The 2011-13 Strategic Plan for the RCMP Upper Fraser Valley Regional Detachment makes this connection crystal clear:
“From the front line perspective, the Detachment understands these areas are often inter-related: those seeking to support a drug habit often resort to property crime.”
The just-released three-year plan, created with input from citizens, city and RCMP staff alike, was presented by RCMP Supt. Keith Robinson at city hall on Tuesday afternoon.
“This year the decision was made to commit to a three-year strategic plan,” Robinson explained to council.
The key goals are geared to clamping down on “prolific offenders and crime hotspots” by using intelligence-based policing.
Another idea RCMP committed to was enhancing police visibility — something the public often calls for, particularly in the business area of downtown.
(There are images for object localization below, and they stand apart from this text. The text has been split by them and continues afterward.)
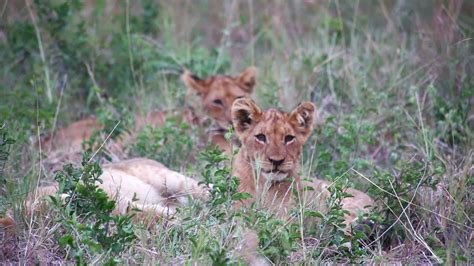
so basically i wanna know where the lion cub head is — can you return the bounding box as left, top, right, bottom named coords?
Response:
left=231, top=98, right=315, bottom=181
left=181, top=67, right=257, bottom=129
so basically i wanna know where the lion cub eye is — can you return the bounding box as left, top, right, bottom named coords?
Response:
left=213, top=99, right=223, bottom=106
left=284, top=135, right=295, bottom=144
left=255, top=134, right=267, bottom=143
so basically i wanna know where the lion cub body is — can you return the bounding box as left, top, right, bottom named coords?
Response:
left=29, top=158, right=207, bottom=217
left=41, top=110, right=197, bottom=169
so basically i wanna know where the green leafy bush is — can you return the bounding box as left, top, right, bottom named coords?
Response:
left=131, top=118, right=197, bottom=170
left=51, top=155, right=136, bottom=265
left=0, top=123, right=16, bottom=214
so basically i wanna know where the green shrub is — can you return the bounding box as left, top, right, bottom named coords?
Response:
left=131, top=117, right=198, bottom=170
left=0, top=123, right=15, bottom=214
left=51, top=155, right=136, bottom=265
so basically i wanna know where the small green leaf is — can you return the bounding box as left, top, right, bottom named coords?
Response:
left=305, top=210, right=324, bottom=219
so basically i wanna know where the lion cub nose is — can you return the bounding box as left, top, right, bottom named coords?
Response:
left=269, top=157, right=285, bottom=167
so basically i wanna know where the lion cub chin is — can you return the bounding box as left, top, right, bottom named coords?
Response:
left=261, top=171, right=288, bottom=182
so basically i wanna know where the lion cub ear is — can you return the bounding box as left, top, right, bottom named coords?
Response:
left=181, top=70, right=208, bottom=94
left=231, top=97, right=262, bottom=136
left=235, top=66, right=258, bottom=93
left=289, top=101, right=315, bottom=142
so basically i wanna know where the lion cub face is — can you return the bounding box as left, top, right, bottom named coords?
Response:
left=181, top=67, right=257, bottom=129
left=231, top=98, right=315, bottom=181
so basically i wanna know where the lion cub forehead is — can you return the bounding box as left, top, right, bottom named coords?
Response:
left=257, top=109, right=294, bottom=135
left=263, top=108, right=289, bottom=122
left=210, top=76, right=246, bottom=93
left=211, top=76, right=237, bottom=87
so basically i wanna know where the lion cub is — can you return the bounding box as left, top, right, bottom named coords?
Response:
left=0, top=158, right=208, bottom=234
left=181, top=66, right=257, bottom=153
left=41, top=67, right=257, bottom=167
left=231, top=98, right=374, bottom=226
left=2, top=158, right=208, bottom=227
Consequently increased foot patrols and bike unit presence are part of the plan.
Police say they will continue to target gangs and related drug activity, and “optimize” staffing resources.
With clear and attainable goals in place and measurable outcomes for followup, the plan is the result of broad community consultation.
“Keep in mind this is not my particular plan, it’s the community’s plan,” he noted.
In fact, two of the key objectives are in response to calls from the public for RCMP to take action on drugs and petty crime.
“Residents in the Upper Fraser Valley who participated in the survey cited two main areas they believe the RCMP should be targeting as a priority for policing, dealing with the sale of illegal drugs (80%) and reducing property crime including theft from homes and vehicles (79%).
When those surveyed were asked to say which of the two should have the absolute highest priority, illegal drugs took the lead with 53% rating it very high priority.
Overall, three themes were dominant: safer communities, optimizing resources and staff support.
The fact that “measurable outcomes” are central to the plan impressed Mayor Sharon Gaetz.
“It’s also nice to note that property crime went down 22 per cent,” she said about the 2009 crime stats, after the plan was presented.
Some concern was expressed about the amount of time it takes for officers to do reports and manage data under the PRIME system.
“Unfortunately to obtain the data, someone has to enter it,” Robinson said.
He said they’re working on a process where the members call in the data and it’s entered later.
“Hopefully that reduces the time frame.”
Coun. Chuck Stam called the strategic plan “a bold” document, which avoids the “airy fairy” traps by focusing on priorities, action and outcomes.
“You are to be congratulated,” he said.